For most people, paying the rent on time is one of their most important financial priorities. Fall into arrears and you can get evicted. Yet it has been reported that Prince Andrew hasn’t paid rent on the ‘Royal Lodge’, the huge mansion where he lives, for more than 20 years. How does he get away with it?
The answer is, while he rents the Royal Lodge from the Crown Estate, his lease is quite different to the assured shorthold tenancies that are common for most private sector tenants.
Instead of paying a substantial rent each month, most of the costs of his lease were paid up front in 2003: £1 million in cash together with an agreement to fund repairs and renovations which eventually cost £7.5 million. In return for this he has the right to live there until 15 June 2078.
He does still have to pay rent but this is symbolic or “nominal” rent. The reason for this is that English law thinks both sides need to get something out of an agreement for it to be legally binding, even if what one side is getting is just symbolic.

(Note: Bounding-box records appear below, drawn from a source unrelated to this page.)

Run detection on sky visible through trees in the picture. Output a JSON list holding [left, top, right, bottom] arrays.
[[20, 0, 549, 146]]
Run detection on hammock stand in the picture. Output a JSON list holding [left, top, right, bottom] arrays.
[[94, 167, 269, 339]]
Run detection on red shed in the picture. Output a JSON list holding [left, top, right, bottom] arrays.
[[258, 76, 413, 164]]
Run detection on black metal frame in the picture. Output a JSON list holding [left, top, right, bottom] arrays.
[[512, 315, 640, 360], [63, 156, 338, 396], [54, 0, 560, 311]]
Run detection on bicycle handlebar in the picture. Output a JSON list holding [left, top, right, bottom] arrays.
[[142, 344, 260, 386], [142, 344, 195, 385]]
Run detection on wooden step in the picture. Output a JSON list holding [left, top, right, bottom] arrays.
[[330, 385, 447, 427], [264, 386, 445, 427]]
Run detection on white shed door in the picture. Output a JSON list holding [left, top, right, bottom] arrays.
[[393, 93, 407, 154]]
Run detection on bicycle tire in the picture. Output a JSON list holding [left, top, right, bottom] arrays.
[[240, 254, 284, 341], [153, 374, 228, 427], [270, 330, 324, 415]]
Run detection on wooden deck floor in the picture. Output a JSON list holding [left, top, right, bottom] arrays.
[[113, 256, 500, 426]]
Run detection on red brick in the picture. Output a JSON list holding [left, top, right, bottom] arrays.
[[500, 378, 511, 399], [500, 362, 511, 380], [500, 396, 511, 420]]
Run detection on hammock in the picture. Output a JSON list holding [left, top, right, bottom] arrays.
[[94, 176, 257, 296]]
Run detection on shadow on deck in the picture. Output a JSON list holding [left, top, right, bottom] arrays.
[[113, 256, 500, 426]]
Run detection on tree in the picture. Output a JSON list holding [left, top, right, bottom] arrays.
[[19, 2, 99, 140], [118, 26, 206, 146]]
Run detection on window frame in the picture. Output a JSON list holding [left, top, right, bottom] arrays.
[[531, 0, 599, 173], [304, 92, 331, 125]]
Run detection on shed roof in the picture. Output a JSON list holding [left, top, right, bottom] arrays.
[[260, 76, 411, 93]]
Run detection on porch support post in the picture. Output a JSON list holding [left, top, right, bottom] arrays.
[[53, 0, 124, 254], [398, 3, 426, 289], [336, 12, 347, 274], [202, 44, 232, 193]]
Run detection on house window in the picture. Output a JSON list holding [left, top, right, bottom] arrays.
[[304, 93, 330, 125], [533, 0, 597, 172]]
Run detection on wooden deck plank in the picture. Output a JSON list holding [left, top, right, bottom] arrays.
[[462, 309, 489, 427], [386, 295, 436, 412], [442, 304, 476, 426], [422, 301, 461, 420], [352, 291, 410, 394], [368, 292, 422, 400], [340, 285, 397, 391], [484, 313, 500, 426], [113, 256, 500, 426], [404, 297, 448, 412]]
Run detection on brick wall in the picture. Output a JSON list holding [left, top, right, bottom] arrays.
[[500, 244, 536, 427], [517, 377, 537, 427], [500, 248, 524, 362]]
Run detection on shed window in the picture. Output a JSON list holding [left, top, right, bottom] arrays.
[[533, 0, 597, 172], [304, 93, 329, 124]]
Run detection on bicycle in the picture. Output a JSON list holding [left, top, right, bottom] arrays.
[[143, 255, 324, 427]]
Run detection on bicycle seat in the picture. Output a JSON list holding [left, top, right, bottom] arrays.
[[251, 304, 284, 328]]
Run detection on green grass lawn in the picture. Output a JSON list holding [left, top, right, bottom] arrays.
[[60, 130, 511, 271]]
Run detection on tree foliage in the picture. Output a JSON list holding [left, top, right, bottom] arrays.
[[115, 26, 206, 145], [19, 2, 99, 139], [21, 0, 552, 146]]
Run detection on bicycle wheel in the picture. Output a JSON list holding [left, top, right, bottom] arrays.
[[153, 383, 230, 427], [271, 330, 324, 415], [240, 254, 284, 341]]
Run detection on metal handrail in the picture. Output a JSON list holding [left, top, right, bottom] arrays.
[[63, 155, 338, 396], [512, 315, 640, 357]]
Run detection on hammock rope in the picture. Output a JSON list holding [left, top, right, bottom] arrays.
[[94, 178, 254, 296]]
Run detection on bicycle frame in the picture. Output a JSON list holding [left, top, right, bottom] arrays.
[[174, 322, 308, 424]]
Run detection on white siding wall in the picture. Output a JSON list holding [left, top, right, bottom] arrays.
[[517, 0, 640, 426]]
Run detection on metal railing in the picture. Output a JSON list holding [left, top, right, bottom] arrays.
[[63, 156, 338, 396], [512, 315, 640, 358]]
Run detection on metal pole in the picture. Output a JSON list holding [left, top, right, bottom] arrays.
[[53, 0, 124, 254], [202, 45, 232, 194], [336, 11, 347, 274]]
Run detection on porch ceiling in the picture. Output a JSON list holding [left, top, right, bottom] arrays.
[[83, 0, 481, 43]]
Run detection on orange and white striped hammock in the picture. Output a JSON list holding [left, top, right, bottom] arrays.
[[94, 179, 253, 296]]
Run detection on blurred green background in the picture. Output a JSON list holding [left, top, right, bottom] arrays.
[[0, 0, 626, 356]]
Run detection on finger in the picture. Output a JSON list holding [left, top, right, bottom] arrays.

In Andrew’s case the nominal rent is “one peppercorn”. Why not £1? The answer to this is historic. In the Middle Ages tenants often had to pay their rent in goods rather than money (e.g. providing grain, cows or beer). So when people looked for a symbolic item they chose the least valuable item they could think of: a peppercorn.
Both peppercorn rents and these long leases, sometimes called leaseholds, have long been common in commercial and higher-value property. Leasehold has also been used by property developers for normal homes in more recent decades, where abuses of the system involving the charge of substantial rather than symbolic rents has resulted in various legal reforms.